Christina Georgiou has a good piece on some new ideas that came out of the first public workshop on the Neighborhood Improvement District proposal in Easton. Some of them are good, but the city needs to keep the focus on the original goal of funding the Ambassadors and the Easton Main Street Initiative in the central business district.
For this to be a success, a few principles have to be non-negotiable.
The first principle is No Peanut Butter. The spending has to be concentrated. Christina quotes several people saying that the whole city should fund these programs. I agree with this argument, because I think it’s obvious that the neighborhoods benefit from a strong and vibrant downtown core. But is this a politically sustainable arrangement?
Some people are already talking about expanding the services to the neighborhoods. I would cautiously support funding specific projects outside the NID area, but I do think it sounds like a recipe for peanut butter.
If voters in the neighborhoods are seeing the funding mostly being concentrated downtown, aren’t they eventually going to try to overturn it? The most politically sustainable scenario is going to be downtown property owners paying for concentrated downtown programs. There’s no reason you couldn’t set up similar programs in the other neighborhoods, but you really need to constrain the area.
Another non-negotiable principle is that this needs to be dedicated funding.
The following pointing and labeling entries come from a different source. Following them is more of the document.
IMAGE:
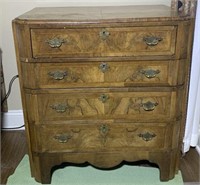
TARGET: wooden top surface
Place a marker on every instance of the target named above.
(106, 13)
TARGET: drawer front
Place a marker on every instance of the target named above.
(99, 137)
(143, 106)
(100, 74)
(96, 42)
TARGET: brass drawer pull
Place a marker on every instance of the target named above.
(104, 67)
(55, 42)
(152, 40)
(147, 136)
(104, 34)
(149, 106)
(58, 75)
(150, 73)
(61, 108)
(103, 98)
(63, 138)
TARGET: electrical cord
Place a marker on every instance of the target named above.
(6, 97)
(9, 89)
(12, 128)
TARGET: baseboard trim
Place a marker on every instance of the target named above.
(12, 119)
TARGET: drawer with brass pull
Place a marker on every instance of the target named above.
(102, 74)
(98, 42)
(101, 136)
(143, 106)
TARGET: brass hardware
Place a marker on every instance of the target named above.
(104, 129)
(63, 138)
(147, 136)
(58, 75)
(55, 42)
(150, 73)
(60, 108)
(104, 34)
(152, 40)
(103, 98)
(104, 67)
(149, 106)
Paying for it out of the general fund leaves the programs vulnerable to budget cuts. Corporate sponsors could be an unstable source of revenue. Making businesses pay more would be politically unsustainable, and also unfair since residents would be reaping a windfall from increases in property value. That’s why it’s hard to understand Mike McFadden’s perspective on this:
“If I’m paying in, maybe there’s something the city can do for me, like giving me some ‘get out of jail’ cards for parking tickets. That wouldn’t cost anything (out of pocket),” he said. “If I’m paying out some money, I should get something in return.”
Actually, forgiving parking tickets would cost money. And what he’s getting in return is increased property value, because when the Ambassadors keep the downtown clean and the EMSI fixes the facades of blighted buildings, all the land downtown increases in value.
The best idea here is offsetting the NID tax with higher parking prices. This would create more turnover at metered spaces, and collect more money from tourists as well as residents. Contrary to some peoples’ suggestions, there’s not any evidence that small changes in parking prices would reduce downtown trips or hurt business. Other cities have succeeded in paying for downtown revitalization by raising parking prices. The more likely scenario is that a cleaner, less blighted downtown with more stores would attract many more people than the number that would be deterred by higher parking prices.
Other good options not mentioned would be taxes on bad things you want to see less of, like plastic bags or sugary drinks. Obviously these would be controversial, but they’re good taxes because the market distortions they produce are beneficial, and they raise money for worthwhile programs.
Taxes to control behavior.
How Progressive Liberal Democrat.
Neat-o!
When don't taxes impact behavior? if you have to tax anything, you might as well make it stuff you want less of.